Reviewed by Tony Way

MUSIC
Jack Harlow ★★
Forum, July 28

“This is history,” says Jack Harlow, one song into his debut Melbourne performance. It seems a fait accompli that Harlow won’t be playing venues the size of the Forum for much longer, and he knows it.

“When I come back, we gonna do that f---ing arena,” he says. The crowd, dominated by people who, like Harlow, were born in the late 1990s, couldn’t agree more – phones are in the air from the get-go, as Harlow’s every utterance evokes cheers of adulation.

Jack Harlow performs in Melbourne.

Jack Harlow performs in Melbourne.Credit:Rick Clifford

The Kentucky-born Harlow has risen to pop star level fame in recent years. He’s in a KFC ad, has a signature line of New Balance sneakers, and is set to fill the Woody Harrelson role in the forthcoming White Men Can’t Jump reboot.

But lest you think he’s more of a marketable commodity than an accomplished musician, Harlow offers this pre-emptive rejoinder in the verse-heavy Churchill Downs: “I’m hip hop / Do you fully understand?” The 3000-strong crowd offers hearty affirmation.

Harlow was listed as playing a 60-minute set, a curiously short stay for an overseas headliner. But after the euphoria of his on-stage entrance and the excitement for his on-point Drake-impersonation wear off, the energy in the room noticeably dips.

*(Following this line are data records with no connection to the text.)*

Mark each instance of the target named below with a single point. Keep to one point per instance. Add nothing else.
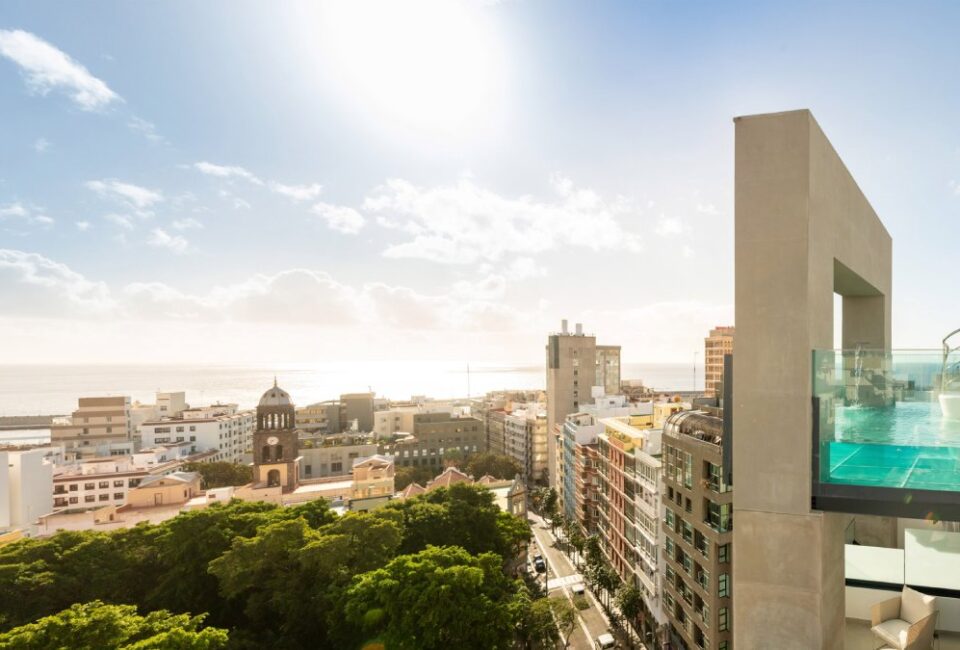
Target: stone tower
(275, 444)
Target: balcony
(887, 431)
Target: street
(562, 575)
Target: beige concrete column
(803, 231)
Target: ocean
(54, 389)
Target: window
(723, 553)
(723, 585)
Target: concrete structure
(26, 492)
(525, 440)
(176, 488)
(804, 230)
(98, 482)
(100, 426)
(334, 457)
(222, 428)
(433, 435)
(628, 458)
(275, 442)
(717, 344)
(698, 521)
(573, 369)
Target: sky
(237, 182)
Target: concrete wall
(798, 213)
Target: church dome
(275, 396)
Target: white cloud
(129, 194)
(226, 171)
(669, 226)
(36, 285)
(28, 214)
(162, 239)
(186, 223)
(466, 223)
(46, 68)
(121, 220)
(145, 128)
(339, 218)
(297, 192)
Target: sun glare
(430, 65)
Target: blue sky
(252, 181)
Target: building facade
(629, 468)
(100, 426)
(434, 434)
(715, 346)
(275, 442)
(222, 428)
(698, 525)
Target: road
(562, 575)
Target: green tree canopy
(437, 598)
(97, 626)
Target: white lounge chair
(906, 622)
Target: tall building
(101, 426)
(629, 464)
(26, 492)
(698, 526)
(573, 369)
(275, 442)
(220, 427)
(715, 346)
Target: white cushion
(893, 632)
(915, 606)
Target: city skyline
(298, 185)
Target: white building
(219, 427)
(99, 482)
(25, 490)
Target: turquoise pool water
(907, 445)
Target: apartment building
(219, 427)
(433, 435)
(525, 440)
(99, 426)
(334, 456)
(577, 482)
(698, 525)
(629, 468)
(715, 346)
(574, 368)
(25, 493)
(98, 482)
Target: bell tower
(275, 442)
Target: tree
(96, 626)
(496, 465)
(437, 598)
(221, 473)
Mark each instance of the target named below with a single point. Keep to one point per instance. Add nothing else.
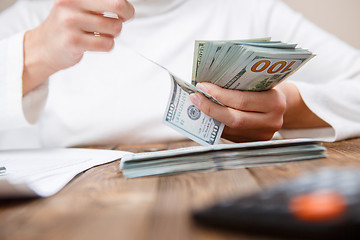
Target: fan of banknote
(250, 65)
(253, 65)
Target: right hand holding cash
(253, 65)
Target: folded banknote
(248, 65)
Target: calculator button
(318, 206)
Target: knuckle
(69, 20)
(279, 101)
(205, 108)
(117, 27)
(72, 40)
(236, 122)
(106, 44)
(118, 4)
(61, 3)
(266, 136)
(241, 103)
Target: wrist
(297, 113)
(36, 70)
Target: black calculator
(324, 204)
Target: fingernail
(195, 99)
(202, 87)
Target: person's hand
(72, 27)
(248, 116)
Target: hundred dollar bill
(253, 65)
(219, 157)
(184, 117)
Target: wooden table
(102, 204)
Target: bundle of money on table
(218, 157)
(250, 65)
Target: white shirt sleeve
(329, 83)
(18, 111)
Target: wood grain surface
(101, 204)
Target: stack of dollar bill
(250, 65)
(218, 157)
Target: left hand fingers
(267, 101)
(236, 119)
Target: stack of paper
(218, 157)
(43, 172)
(250, 65)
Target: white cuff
(34, 102)
(11, 68)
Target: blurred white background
(340, 17)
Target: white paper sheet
(44, 172)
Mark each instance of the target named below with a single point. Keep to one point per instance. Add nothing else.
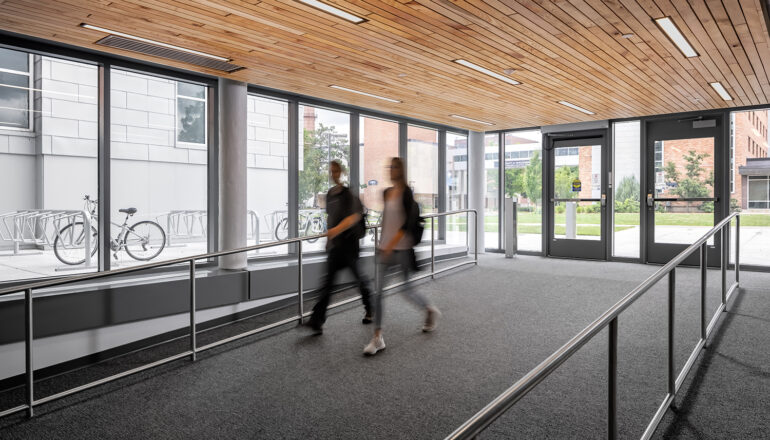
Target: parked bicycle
(142, 241)
(311, 222)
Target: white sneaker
(375, 345)
(430, 319)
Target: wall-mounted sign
(576, 185)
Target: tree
(628, 189)
(319, 147)
(514, 182)
(692, 185)
(533, 178)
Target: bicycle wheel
(144, 240)
(69, 245)
(282, 230)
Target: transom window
(15, 85)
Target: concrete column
(476, 186)
(232, 171)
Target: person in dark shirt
(343, 211)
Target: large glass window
(456, 187)
(492, 191)
(158, 169)
(751, 184)
(422, 169)
(626, 188)
(524, 181)
(324, 136)
(46, 171)
(15, 90)
(378, 144)
(267, 172)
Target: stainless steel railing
(194, 349)
(481, 420)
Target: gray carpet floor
(500, 319)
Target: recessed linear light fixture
(472, 120)
(573, 106)
(364, 93)
(158, 43)
(719, 88)
(486, 71)
(334, 11)
(675, 35)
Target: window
(46, 173)
(456, 187)
(759, 192)
(523, 181)
(159, 165)
(626, 188)
(15, 86)
(422, 167)
(378, 144)
(492, 191)
(267, 162)
(324, 136)
(191, 113)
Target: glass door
(577, 214)
(683, 186)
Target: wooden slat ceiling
(574, 50)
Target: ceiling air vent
(155, 50)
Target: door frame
(683, 127)
(564, 248)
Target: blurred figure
(344, 221)
(399, 217)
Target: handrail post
(432, 249)
(376, 266)
(193, 326)
(612, 382)
(476, 237)
(29, 337)
(671, 314)
(703, 284)
(738, 248)
(723, 265)
(299, 281)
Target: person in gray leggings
(396, 249)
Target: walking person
(344, 219)
(397, 250)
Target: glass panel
(14, 100)
(683, 222)
(191, 90)
(155, 172)
(14, 60)
(456, 187)
(324, 136)
(422, 170)
(191, 114)
(577, 174)
(379, 143)
(492, 191)
(751, 195)
(684, 168)
(627, 192)
(268, 178)
(46, 174)
(524, 181)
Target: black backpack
(416, 223)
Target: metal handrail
(481, 420)
(28, 288)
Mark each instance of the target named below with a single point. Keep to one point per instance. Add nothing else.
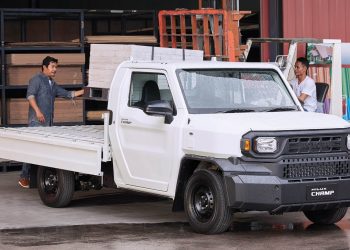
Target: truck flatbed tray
(73, 148)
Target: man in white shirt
(304, 86)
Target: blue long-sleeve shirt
(44, 93)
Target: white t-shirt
(308, 87)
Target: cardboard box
(65, 111)
(20, 75)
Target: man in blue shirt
(41, 93)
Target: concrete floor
(22, 208)
(126, 220)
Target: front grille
(315, 144)
(315, 167)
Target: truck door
(146, 142)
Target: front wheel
(326, 217)
(205, 204)
(56, 187)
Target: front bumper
(270, 193)
(265, 187)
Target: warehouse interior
(66, 29)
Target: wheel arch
(190, 164)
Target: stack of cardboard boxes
(21, 67)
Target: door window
(148, 87)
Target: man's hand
(40, 116)
(78, 92)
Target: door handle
(125, 121)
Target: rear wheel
(326, 217)
(205, 203)
(55, 186)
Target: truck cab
(225, 137)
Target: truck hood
(219, 135)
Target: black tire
(326, 217)
(55, 186)
(205, 203)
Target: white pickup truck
(216, 137)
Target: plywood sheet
(65, 111)
(66, 75)
(101, 73)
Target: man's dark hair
(304, 61)
(47, 60)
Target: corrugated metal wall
(316, 19)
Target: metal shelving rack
(23, 15)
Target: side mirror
(162, 108)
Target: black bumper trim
(276, 195)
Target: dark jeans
(25, 171)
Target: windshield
(232, 90)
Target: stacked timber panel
(21, 67)
(65, 111)
(29, 36)
(101, 73)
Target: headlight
(268, 144)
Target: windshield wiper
(281, 109)
(237, 111)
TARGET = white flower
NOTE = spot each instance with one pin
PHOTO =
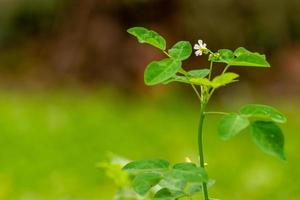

Three songs define Harlow’s career to date. The first, Whats Poppin, went viral on TikTok in the early months of the pandemic. The second, Lil Nas X’s super-hit Industry Baby, features a guest verse from Harlow. And the third, First Class, the lead single from Harlow’s latest album Come Home the Kids Miss You, is his first solo number one.

The house erupts when Harlow performs all three, and they all sound like contemporary rap hits. But situated within a set list of soundalikes, amid a stream of Harlow’s competent but uncharismatic raps, questions arise about whether Harlow has what it takes to garner long-term legitimacy in hip hop.